Surfer Gabriela Aoun is becoming increasingly concerned about the impact of climate change on the ocean. In a recent article for Men’s Journal, Aoun notes that “without electric vehicles, America’s obsession with driving will continue to have catastrophic consequences for the climate.”

Why does this hit home for surfers? According to Aoun, “Since the rise of the combustion engine, surfers, like many outdoor adventurers, have had a self-defeating reliance on fossil fuels—where chasing swell can contribute to the destruction of the natural playground on which we depend.
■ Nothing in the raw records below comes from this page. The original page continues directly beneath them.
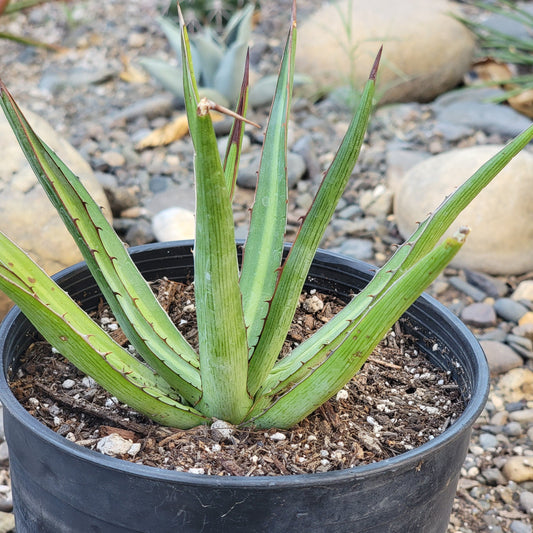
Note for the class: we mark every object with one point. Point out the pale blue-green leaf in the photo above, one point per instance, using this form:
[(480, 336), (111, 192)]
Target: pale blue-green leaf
[(358, 341), (221, 331), (76, 336), (141, 317), (298, 262), (264, 245)]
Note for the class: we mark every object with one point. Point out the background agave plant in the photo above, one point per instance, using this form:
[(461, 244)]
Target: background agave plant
[(7, 8), (218, 58), (206, 12), (243, 311)]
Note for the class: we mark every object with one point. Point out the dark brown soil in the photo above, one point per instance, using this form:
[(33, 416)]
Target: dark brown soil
[(396, 403)]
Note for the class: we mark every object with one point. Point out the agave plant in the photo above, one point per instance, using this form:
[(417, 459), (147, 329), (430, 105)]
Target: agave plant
[(243, 311), (218, 59), (200, 12)]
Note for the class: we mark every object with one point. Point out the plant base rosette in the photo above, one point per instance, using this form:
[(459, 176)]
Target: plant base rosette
[(59, 486)]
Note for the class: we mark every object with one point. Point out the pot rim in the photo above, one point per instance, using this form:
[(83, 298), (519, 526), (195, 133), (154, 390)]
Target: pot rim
[(404, 461)]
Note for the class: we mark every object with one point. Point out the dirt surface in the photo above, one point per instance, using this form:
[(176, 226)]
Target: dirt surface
[(396, 403)]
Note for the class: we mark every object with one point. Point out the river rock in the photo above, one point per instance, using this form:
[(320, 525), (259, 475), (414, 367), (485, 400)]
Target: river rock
[(173, 224), (518, 469), (27, 215), (426, 51), (501, 358), (524, 291), (516, 385), (501, 217)]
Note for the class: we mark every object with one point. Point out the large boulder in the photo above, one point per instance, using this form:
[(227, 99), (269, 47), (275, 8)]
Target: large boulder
[(28, 218), (426, 51), (501, 217)]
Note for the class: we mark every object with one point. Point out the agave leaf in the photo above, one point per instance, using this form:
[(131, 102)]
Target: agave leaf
[(296, 266), (141, 317), (75, 335), (342, 363), (167, 75), (264, 245), (221, 331), (311, 352), (230, 71), (233, 149)]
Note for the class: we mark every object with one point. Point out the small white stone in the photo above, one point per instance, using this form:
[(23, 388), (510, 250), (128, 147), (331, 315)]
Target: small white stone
[(222, 430), (313, 304), (88, 382), (135, 448), (111, 402), (114, 444)]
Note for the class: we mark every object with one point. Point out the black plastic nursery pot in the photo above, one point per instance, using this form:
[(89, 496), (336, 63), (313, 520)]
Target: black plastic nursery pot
[(59, 486)]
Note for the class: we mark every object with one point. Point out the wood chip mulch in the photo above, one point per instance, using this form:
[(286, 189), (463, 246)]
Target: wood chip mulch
[(397, 402)]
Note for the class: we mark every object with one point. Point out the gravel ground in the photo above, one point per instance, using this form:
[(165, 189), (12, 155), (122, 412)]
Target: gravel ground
[(80, 91)]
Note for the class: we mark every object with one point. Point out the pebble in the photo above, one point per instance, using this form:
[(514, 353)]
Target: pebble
[(277, 437), (114, 445), (524, 416), (68, 384), (476, 294), (358, 248), (501, 358), (488, 441), (524, 291), (113, 159), (513, 429), (518, 526), (489, 285), (509, 309), (519, 469), (527, 320), (488, 117), (526, 502)]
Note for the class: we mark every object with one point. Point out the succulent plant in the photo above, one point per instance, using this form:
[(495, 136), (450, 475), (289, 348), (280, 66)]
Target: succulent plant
[(243, 311), (218, 59), (206, 12)]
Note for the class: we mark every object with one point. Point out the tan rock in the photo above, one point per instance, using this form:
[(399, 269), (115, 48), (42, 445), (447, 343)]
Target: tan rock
[(173, 224), (518, 469), (524, 291), (516, 385), (28, 218), (426, 51), (501, 217)]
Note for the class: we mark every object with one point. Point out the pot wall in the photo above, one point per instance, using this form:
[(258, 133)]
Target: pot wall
[(61, 487)]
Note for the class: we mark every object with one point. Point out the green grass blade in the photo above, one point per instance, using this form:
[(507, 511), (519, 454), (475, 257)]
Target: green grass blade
[(221, 332), (76, 336), (297, 264), (264, 245), (141, 317), (343, 362)]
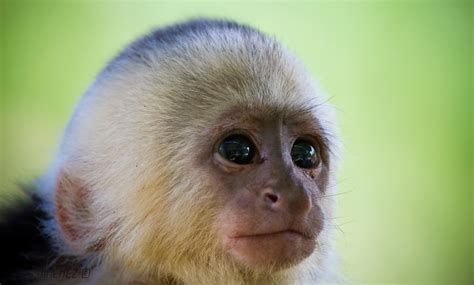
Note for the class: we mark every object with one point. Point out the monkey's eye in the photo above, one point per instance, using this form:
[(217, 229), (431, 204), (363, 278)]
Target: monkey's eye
[(237, 149), (304, 154)]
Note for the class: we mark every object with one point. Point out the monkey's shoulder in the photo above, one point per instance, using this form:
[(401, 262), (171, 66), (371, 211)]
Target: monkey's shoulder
[(23, 246)]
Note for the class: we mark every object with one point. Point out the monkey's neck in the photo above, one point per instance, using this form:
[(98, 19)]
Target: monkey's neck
[(27, 253)]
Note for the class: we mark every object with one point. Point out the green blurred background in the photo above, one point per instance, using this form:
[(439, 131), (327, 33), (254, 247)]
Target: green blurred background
[(400, 75)]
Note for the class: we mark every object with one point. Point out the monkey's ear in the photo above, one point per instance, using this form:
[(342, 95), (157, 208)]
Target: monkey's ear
[(72, 209)]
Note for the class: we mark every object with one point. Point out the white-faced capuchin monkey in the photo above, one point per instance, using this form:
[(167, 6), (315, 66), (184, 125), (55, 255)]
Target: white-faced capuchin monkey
[(204, 153)]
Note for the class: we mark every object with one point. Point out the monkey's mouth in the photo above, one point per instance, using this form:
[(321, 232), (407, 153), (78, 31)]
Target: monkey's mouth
[(278, 249), (289, 233)]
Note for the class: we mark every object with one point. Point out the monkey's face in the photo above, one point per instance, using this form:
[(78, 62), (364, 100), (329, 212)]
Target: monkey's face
[(272, 170)]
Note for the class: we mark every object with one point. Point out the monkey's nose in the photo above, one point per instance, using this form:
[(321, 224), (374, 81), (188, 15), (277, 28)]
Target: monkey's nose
[(272, 198)]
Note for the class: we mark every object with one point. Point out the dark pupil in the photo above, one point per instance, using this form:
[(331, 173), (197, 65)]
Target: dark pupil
[(238, 149), (304, 154)]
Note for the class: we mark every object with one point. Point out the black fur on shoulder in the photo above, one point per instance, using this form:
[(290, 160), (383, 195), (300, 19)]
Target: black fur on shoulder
[(23, 248)]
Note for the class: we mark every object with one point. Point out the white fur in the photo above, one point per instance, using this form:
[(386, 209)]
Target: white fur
[(138, 117)]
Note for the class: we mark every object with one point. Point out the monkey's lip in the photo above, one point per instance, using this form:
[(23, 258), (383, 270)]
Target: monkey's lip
[(290, 233)]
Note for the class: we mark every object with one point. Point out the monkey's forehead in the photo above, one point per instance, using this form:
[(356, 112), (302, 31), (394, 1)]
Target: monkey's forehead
[(211, 63)]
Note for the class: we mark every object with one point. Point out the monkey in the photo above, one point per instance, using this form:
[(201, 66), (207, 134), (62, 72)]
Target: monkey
[(203, 153)]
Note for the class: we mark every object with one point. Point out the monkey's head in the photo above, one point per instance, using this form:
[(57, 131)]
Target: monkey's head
[(204, 147)]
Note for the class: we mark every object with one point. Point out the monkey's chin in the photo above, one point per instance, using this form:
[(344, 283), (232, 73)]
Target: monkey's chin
[(274, 251)]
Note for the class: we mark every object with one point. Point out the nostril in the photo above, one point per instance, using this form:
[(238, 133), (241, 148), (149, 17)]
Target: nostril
[(271, 197)]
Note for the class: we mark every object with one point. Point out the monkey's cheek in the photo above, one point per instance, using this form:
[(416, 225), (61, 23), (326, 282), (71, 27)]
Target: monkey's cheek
[(279, 251)]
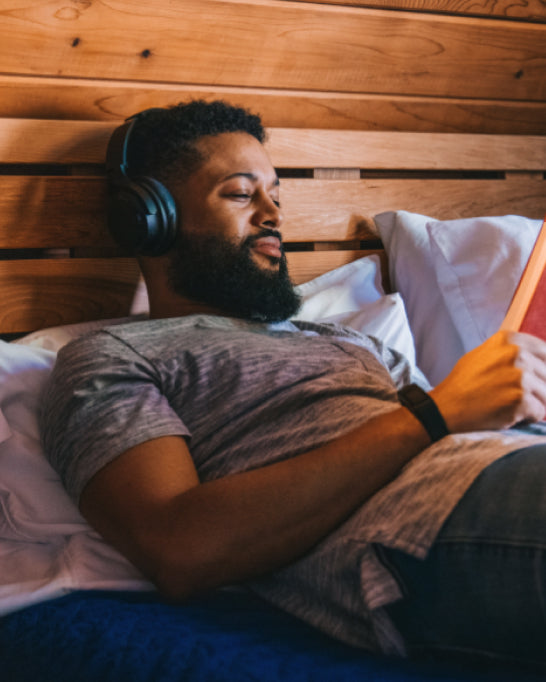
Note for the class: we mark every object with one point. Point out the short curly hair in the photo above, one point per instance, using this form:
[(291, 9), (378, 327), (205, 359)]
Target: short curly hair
[(162, 142)]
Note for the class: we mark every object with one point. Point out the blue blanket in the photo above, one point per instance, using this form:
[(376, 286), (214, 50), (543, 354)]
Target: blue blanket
[(231, 636)]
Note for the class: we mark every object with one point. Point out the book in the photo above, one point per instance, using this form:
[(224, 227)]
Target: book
[(527, 310)]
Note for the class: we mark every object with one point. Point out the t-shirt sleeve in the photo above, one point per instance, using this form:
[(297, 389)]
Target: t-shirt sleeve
[(102, 399)]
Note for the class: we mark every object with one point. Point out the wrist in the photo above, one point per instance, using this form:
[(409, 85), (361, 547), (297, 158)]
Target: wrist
[(422, 406)]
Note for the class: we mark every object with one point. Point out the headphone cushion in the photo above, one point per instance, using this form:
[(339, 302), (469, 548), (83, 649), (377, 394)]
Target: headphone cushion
[(142, 215)]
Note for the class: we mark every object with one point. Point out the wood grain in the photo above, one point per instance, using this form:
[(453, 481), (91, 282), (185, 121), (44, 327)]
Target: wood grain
[(68, 212), (76, 142), (527, 10), (87, 99), (40, 294), (282, 44), (45, 293)]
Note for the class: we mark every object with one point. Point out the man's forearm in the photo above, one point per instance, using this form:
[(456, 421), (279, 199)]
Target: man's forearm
[(246, 524)]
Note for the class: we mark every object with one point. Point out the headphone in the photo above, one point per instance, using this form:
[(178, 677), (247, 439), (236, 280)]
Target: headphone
[(141, 211)]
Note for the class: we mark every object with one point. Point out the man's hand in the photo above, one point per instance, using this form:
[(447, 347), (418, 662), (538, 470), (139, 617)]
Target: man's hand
[(496, 385)]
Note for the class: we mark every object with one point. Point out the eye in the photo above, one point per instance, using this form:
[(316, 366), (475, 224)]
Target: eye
[(241, 196)]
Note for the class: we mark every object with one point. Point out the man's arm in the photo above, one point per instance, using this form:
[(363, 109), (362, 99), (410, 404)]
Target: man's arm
[(188, 537)]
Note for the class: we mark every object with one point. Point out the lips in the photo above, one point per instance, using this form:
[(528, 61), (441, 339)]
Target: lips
[(268, 246)]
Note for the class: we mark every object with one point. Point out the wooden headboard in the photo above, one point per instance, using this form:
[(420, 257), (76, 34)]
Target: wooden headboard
[(370, 107)]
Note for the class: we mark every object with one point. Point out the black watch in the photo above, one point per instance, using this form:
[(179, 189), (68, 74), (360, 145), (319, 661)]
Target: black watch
[(419, 403)]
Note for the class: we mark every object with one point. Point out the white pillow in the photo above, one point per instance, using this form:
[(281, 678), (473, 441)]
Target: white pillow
[(411, 272), (34, 505), (456, 277), (45, 544), (479, 263), (353, 295)]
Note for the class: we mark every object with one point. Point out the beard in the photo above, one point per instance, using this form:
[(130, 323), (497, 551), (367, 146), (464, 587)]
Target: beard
[(216, 271)]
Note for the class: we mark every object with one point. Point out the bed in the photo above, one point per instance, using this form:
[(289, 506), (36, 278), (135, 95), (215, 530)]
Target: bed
[(72, 609), (411, 149)]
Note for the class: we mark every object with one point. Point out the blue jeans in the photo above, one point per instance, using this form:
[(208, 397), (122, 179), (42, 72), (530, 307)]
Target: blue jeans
[(481, 591)]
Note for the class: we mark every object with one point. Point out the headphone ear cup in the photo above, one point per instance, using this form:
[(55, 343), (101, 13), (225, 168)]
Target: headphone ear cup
[(142, 215)]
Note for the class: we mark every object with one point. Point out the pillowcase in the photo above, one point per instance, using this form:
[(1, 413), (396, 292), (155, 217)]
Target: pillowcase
[(33, 502), (353, 296), (456, 277), (46, 546), (479, 263)]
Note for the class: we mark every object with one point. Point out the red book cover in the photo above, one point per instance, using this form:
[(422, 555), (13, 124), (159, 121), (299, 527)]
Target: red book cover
[(527, 311)]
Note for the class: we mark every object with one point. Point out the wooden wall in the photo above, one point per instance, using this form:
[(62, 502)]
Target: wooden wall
[(412, 65)]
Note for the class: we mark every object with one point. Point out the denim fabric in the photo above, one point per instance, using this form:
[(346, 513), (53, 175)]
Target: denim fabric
[(481, 590)]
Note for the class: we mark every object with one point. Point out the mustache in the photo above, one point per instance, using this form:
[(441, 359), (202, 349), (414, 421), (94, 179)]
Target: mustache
[(264, 232)]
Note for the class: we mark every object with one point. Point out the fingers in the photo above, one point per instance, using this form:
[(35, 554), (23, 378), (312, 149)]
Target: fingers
[(498, 384), (530, 360)]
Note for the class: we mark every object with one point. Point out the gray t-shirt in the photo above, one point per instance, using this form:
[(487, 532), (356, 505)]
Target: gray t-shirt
[(247, 394)]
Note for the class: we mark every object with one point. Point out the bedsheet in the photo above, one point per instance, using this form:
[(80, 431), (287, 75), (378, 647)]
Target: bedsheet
[(231, 635)]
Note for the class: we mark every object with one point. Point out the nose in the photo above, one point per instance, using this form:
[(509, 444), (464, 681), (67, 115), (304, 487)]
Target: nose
[(268, 214)]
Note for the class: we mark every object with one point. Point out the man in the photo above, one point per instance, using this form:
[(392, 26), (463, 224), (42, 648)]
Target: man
[(219, 443)]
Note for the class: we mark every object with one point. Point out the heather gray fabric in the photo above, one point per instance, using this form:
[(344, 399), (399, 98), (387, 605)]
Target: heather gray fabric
[(246, 394)]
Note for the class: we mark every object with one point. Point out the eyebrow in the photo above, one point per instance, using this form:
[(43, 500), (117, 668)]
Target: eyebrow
[(250, 176)]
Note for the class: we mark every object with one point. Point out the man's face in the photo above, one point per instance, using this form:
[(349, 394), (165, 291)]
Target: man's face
[(229, 252)]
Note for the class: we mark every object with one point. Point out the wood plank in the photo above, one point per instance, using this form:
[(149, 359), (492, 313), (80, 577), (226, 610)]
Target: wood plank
[(410, 151), (345, 208), (69, 142), (526, 10), (278, 43), (307, 265), (87, 99), (65, 212), (45, 293)]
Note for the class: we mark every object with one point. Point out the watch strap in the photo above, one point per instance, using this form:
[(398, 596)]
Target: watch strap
[(420, 404)]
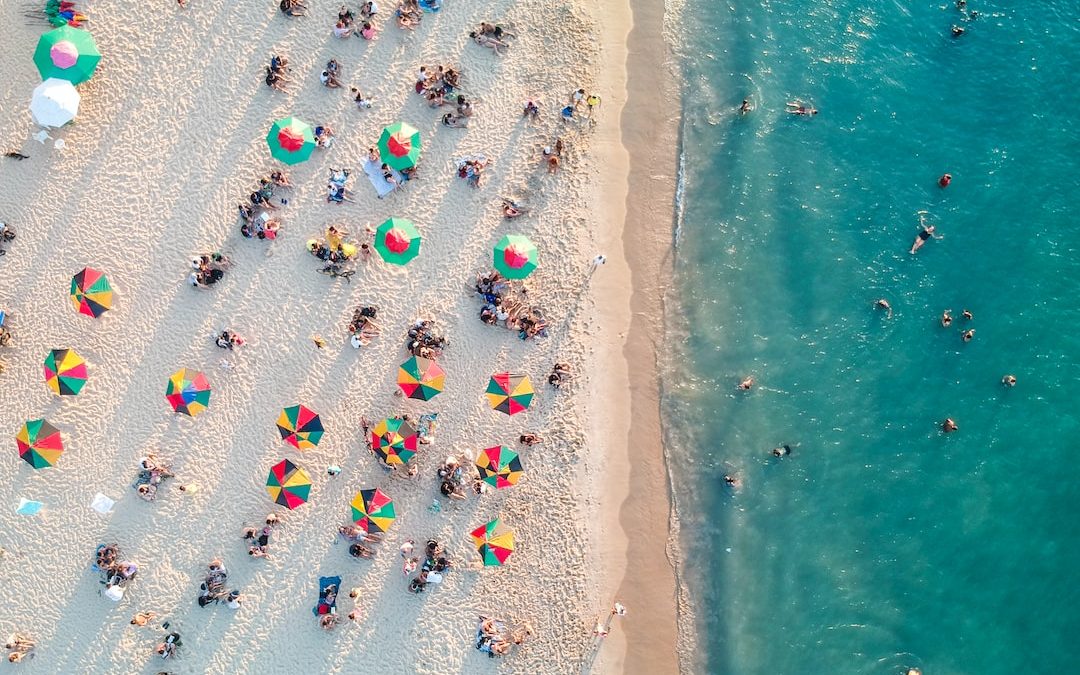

If you’re not reaching waves by foot or bike, you’re probably doing so by car or plane, emitting greenhouse gases that are steadily ruining everything we love about the ocean.”

“Greenhouse gases emitted from cars and planes are being absorbed by the marine environment, making the ocean more acidic,” explains Pete Stauffer, environmental director at the Surfrider Foundation. “This change to ocean chemistry threatens the survival of a variety of marine species including corals, crabs and plankton. Climate change is also making the ocean warmer, causing sea level rise and the loss of beaches and surf breaks around the world.”

“If surfers want to preserve the viability and purity of the waves they ride, they’ll have to mitigate this impact, and quickly. Electric vehicles can play a crucial part, by eliminating tailpipe emissions,” writes Aoun. “As surfers, our way of life is at particular risk, since global warming and pollution will destroy the ocean as we currently know it.”

And, “with an estimated 2.3 million surfers over the age of 18 in the country today, and based on 2011 data on how often and how far surfers drive to the ocean, American surfers might be driving as many as 4.5 billion collective miles a year to ride waves. That equates to about 2 million metric tons of CO2 released into the atmosphere.”

Above: At one point, Tesla even decided to sell their own limited edition surfboard (YouTube: InteriorPH)

Okay, so EVs definitely make sense for surfers. But what about the hours of long road trip adventures to exotic, far-away beaches? Aoun says, “Admittedly, Tesla makes it especially easy to drive an EV long distances, since you can depend on the company’s own charging infrastructure, which is well maintained and strategically mapped out. When driving other EVs, I’ve had to rely on third-party charging stations, which all too often are broken or full.”

She adds, “Tesla’s ‘Supercharger’ stations will charge your car halfway in about 15 minutes, and up to 80 percent in about half an hour. I thought the adjustment from filling a gas tank in a couple minutes to charging a battery for as much as an hour would be difficult, but I quickly fell into a routine of strategically timing charging sessions to coincide with coffee breaks or grocery runs.”

“When I first drove the [Tesla], I was skeptical of its surf-trip compatibility,” says Aoun. “But some of those over-the-top features actually come in handy on a road trip. For instance, ‘Dog mode’ allows you to turn off, lock and leave your car with your pet inside, and to set climate controls from your cellphone to keep them comfortable while you’re buying more firewood or checking the waves.” 

And, of course, it’s not all about long-distance road trips for surfers. Auon admits, “more often than not, the average surfer isn’t on some off-grid strike mission—they’re rushing to the beach to squeeze in a session before taking their kids to school, or grabbing a couple waves as the sun sets after work.”

In the end, Aoun says of her Tesla experience, “I grew to love the convenience of not carrying a key, and I may or may not have indulged in the ‘Caraoke’ app while sitting in traffic, but what I loved most about driving this car across California was the deep satisfaction of knowing that traveling hundreds of miles was having a significantly lesser impact on the natural environment I set out to enjoy.”